RPS WG Meeting Minutes (Wed 10:15am - 11:15am)
Reported by Ramesh Govindan
Cengiz Alaettinoglu started the meeting by describing changes to the
RPSL specification. The first change involves adding a new exception
specification to the as-in statement. This doesn't change the
expressivity of the language, but makes it convenient to express
exceptions, and makes it less error-prone. Exceptions may be
arbitrarily nested. A second change is in support for tunnels. For
this, we need to modify the ifaddr statement to add an identifier for
a tunnel. To the tunnel object, we added a way to specify the tunnel
encapsulation mechanism, and a way to specify the tunnel protocol.
Changes to the community attribute include allowing a list of
communities to be specified with the "contains" method. Also changed
the next-hop attribute to allow assignment to "self". Cengiz asked
whether the document could be forwarded for IESG consideration. No one
present dissented. Dave Meyer talked described the Internet-Draft
"Application of RPSL on the Internet".
This document explains how RPSL might be used to specify policy
objects: the document describes examples of common objects, some
canonical policy examples, and the use of tools. The document also
discusses a preferred naming convention for AS sets or AS macros and
other high-level objects. Dave presented several examples described
in the I-D. There was confusion about the use of <> in one of the
examples: Randy Bush and Alan Barrett explained the difference between
the use of <^AS3582$> and AS3582 in the policy filter. Cengiz
suggested including both examples in the draft. Randy suggested
explaining in greater detail the semantics of regular expressions used
in policy filters, specifically in the provider-provider policy
description. Some discussion in the RtConfig description about
cisco's AS path length limitation: Tony Bates indicated that the 255
character limit had been fixed. Dave also suggested adding to the
draft some text about how to manage an aut-num object. Cengiz said
that the recommendations specified in the applications draft would be
implemented in aoe. One question was whether roe worked on the RIPE
database: RIPE doesn't have an updated whois server, but will soon
have accouding to Chris Fletcher. In the meantime, Cengiz suggested
the use of the RA whois server, which mirrors RIPE data and can update
RIPE registry.
David Kessens talked about the transition from RIPE to RPSL. A
modification to the RIPE database for RPSL is well underway. The
transition plan involves allowing RIPE-181 syntax for updates as long
as possible, as well as have tools recognize both syntaxes.

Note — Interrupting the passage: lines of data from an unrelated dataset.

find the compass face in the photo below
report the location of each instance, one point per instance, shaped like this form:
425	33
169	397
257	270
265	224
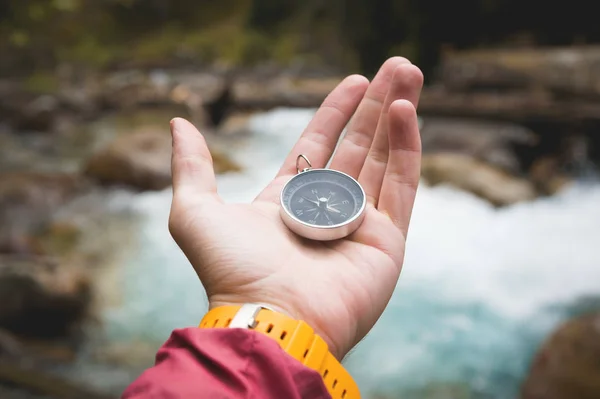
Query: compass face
323	198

The
transition plan has four stages, each stage taking approximately two
months. Allow RPSL use now, but initially have RIPE-181 as default.
Stage 1 tests server software: in addition, tutorials at Nanog and
RIPE to encourage use. Stage 2 integrates RPSL capability in tools.
In Stage 3, run two databases in parallel, with the old format server
on the old port and the RPSL-capable server on a new port. In
addition, at this time, old data will be converted to RPSL format. In
Stage 4, RIPE and RA will switch their servers to RPSL. Tony Bates
asked whether 2 months per stage is realistic, particularly because
some providers have their own tools and internal extensions. Tony
suggested having hard timelines, otherwise in his experience from
transitioning from Ripe-81 to Ripe-181, things never move on. Randy
pointed out that other providers will also have to update their tools
before transition happens. Tony also said that, to give providers
incentives to switch, the document should be forwarded onto the
standards track.
RPSL implementation in RAToolSet As the last talk, Cengiz presented a
tools update. Specifically, some of the tools have been made
RPSL-capable. These changes are now in alpha-test. Changes include:
more specific route operators, aspath prepending, community attibutes
(lacks operator methods). Also, as a transition mechanism, if a
policy object has rpsl-in/out, tools will use that as opposed to
as-in/out (which may be in RIPE format). Before tools can be used,
need database support for syntax checking.